In a bid to unravel the biggest modern aviation mystery, tech expert Ian Wilson will head into the Cambodian jungle in a couple of weeks after he allegedly spotted the ill-fated Malaysia Airlines aircraft on Google Maps.
The company will fly him around three miles away from the coordinates he determined because the jungle is said to be too dense, so, once landed, Wilson, accompanied by an experienced guide, will embark on his mission.
“If someone comes along, I’ll take anyone there. You’d have to walk from around three miles. We can drop him off or land anywhere, but he’s really got to sit down and plan the whole thing. It’s not as simple as dropping off and just heading into the jungle, it’s pretty thick in there. […] The risk is going in and getting lost if you’ve got jungle and tall trees. But you can get people to help you, hunters or working in that area,” the head of Helicopters Cambodia told the Daily Star.
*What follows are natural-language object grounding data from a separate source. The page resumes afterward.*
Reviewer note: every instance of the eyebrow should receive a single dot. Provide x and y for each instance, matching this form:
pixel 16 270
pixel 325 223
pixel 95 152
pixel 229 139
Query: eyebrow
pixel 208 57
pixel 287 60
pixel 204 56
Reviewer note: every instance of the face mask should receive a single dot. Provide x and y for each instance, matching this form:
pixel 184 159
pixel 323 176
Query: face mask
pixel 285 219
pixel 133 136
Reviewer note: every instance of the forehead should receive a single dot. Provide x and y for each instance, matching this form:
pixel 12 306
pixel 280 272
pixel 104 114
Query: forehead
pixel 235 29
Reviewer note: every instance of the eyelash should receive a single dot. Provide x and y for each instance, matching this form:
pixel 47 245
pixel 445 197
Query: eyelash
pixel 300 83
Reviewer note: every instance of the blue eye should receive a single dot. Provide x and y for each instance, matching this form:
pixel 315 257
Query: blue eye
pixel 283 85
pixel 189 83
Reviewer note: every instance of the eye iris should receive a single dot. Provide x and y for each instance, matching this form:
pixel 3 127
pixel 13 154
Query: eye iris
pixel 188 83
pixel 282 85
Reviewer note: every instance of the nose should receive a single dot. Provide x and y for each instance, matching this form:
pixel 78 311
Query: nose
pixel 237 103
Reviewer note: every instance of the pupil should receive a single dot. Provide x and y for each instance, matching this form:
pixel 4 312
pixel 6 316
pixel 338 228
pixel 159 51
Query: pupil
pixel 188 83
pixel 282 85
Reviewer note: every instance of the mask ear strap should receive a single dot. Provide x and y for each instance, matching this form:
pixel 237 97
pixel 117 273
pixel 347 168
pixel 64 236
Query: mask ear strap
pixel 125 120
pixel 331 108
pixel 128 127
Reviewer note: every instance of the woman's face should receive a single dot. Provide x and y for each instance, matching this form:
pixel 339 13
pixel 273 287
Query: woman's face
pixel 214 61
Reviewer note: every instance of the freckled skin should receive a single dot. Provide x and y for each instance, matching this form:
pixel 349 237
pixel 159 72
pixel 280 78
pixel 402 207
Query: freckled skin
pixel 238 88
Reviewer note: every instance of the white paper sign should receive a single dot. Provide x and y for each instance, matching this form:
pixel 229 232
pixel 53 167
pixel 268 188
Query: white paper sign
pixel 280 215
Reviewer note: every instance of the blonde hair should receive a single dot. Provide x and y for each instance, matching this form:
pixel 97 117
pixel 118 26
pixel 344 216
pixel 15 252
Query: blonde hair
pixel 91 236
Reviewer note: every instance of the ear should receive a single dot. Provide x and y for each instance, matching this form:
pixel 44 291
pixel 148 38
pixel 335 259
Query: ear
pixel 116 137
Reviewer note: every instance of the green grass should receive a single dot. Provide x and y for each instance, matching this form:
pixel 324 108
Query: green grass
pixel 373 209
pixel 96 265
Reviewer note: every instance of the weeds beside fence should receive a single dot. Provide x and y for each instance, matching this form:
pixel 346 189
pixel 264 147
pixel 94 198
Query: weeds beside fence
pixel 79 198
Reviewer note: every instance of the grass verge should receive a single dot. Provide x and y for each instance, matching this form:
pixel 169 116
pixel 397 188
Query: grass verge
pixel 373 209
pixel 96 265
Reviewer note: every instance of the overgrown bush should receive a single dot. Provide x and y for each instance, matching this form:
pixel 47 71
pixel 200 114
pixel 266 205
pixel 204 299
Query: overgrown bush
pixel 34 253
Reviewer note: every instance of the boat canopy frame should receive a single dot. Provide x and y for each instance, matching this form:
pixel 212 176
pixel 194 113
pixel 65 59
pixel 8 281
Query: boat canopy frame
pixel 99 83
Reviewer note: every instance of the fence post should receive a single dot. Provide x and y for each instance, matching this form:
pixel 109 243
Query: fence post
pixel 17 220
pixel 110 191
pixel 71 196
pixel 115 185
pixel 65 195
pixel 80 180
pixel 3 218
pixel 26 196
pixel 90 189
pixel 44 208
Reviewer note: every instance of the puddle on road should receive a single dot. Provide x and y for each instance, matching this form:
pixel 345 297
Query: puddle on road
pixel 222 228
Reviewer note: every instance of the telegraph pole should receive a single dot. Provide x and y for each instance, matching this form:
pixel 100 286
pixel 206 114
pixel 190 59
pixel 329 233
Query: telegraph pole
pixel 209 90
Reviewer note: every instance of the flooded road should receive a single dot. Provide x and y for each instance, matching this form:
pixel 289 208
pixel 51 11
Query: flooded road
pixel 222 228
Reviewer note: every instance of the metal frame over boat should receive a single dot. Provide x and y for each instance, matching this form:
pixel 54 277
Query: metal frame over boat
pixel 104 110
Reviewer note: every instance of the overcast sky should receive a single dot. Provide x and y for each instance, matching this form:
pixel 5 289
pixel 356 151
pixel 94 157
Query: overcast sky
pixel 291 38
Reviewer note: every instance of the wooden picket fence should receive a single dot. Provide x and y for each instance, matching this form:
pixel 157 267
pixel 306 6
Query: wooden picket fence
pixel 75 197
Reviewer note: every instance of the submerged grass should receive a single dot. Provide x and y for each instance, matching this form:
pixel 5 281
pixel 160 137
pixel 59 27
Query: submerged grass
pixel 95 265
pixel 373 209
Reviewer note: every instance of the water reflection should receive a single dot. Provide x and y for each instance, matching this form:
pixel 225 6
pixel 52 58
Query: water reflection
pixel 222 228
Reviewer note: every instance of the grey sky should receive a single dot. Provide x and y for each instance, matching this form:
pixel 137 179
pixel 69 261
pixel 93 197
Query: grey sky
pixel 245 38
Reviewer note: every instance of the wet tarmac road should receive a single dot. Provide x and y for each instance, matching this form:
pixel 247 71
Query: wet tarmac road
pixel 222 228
Wilson, who is expected to leave for Cambodia in October, said that the company specialized in “going into really dense terrain.”
“There was a section called ‘special purposes’, so I said if I was to turn up, give you some coordinates, is it possible you could take me there? He said I know who you are, and absolutely you can take me there and gave me the price, which was like $4,000. The helicopter company said if we take you, we’ll get you right in there.”
However, private investigator Andre Milne told the Daily Star that their mission was “useless” due to the fact that they didn’t make the trek by foot.
“Flying ‘over’ a deep jungle growth forest to look for an aircraft that has been on the ground for over four years is virtually useless because of the thick vegetation that will have grown all around and over the aircraft making it impossible to see from the air. I know this from firsthand experience of having investigated aircraft and helicopter crash sites in tropical growth forest regions in the past. Google must confirm the authenticity of the image and the coordinates immediately, provided the image is deemed as authentic,” Milne was cited as saying.
After finding the alleged crash site using satellite images on Google Earth, Wilson discovered that the purported plane was 70 meters as opposed to 63.7 meters that the Malaysia Airlines jet should be. He, however, believes that this may be due to the destruction of the aircraft’s tail section.
Shortly after take-off from Kuala Lumpur, the Beijing-bound Malaysia Airlines Flight MH370 with 239 passengers and crew on board disappeared from radar screens on March 8, 2014. So far, only a few pieces of debris believed to be parts of the missing aircraft have been found at different locations, including Mozambique, South Africa and the French island of Reunion in the Indian Ocean.